No; probably not, and I apologise. Of course there are reasons to store credit card numbers. I never said there weren't. If I was offended it was by the implication that I didn't know this. If I hadn't known it I wouldn't have known about the DSS - the very existence of which implies it (and how do you think I know about it?) - and I wouldn't have had anything to say on the subject and therefore wouldn't have said anything. Hence the DUH! response: what sensible reason could there have been to tell me something I so obviously already know (the post obviously wasn't directed at you, since you're the one wanting to do it in the first place, so obviously you had a reason for doing it)? What's that supposed to prove? By maybe I'm reading too much into it and it's just a matter of my post not being read carefully enough.

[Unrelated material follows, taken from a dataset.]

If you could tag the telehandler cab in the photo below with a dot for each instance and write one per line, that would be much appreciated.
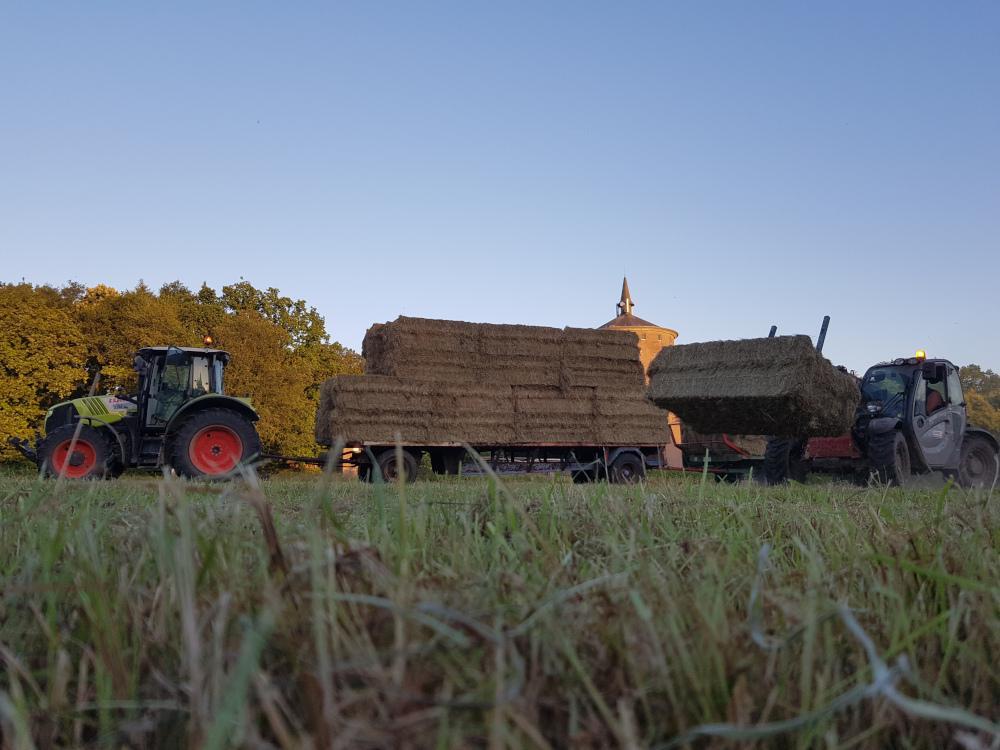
(180, 417)
(911, 420)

There are responsibilities attached, to the practice, and given the requirements that have to be satisfied, they have to be very good reasons to justify it. That was the point of the post and that was what ryneaux totally missed.

As for "We're not all PHP security masters here." No, we're not. But if you're storing credit card numbers you do need a security professional involved somewhere in the process. And should such a person come along, which would you prefer: one that says the amateur is wrong and what they're wrong about, and puts them right, or one that keeps quiet for fear of hurting their feelings? Besides, what did I ever do to you?

Even though you've already left the thread, I will answer your question by referring you to the links I gave earlier. The short answer is no, just using SSL is not enough. That encrypts the traffic between the server and the client and has absolutely nothing to do with the database.

bradgrafelman wrote:

I only ask, because it seems like you're arguing that you should wait until your database is compromised resulting in credit card fraud, and only then should you consider all of this "security" mumbo-jumbo.

If Visa decides to charge the full $500,000 fine (or Euros or whatever) for the incident it might help concentrate the mind.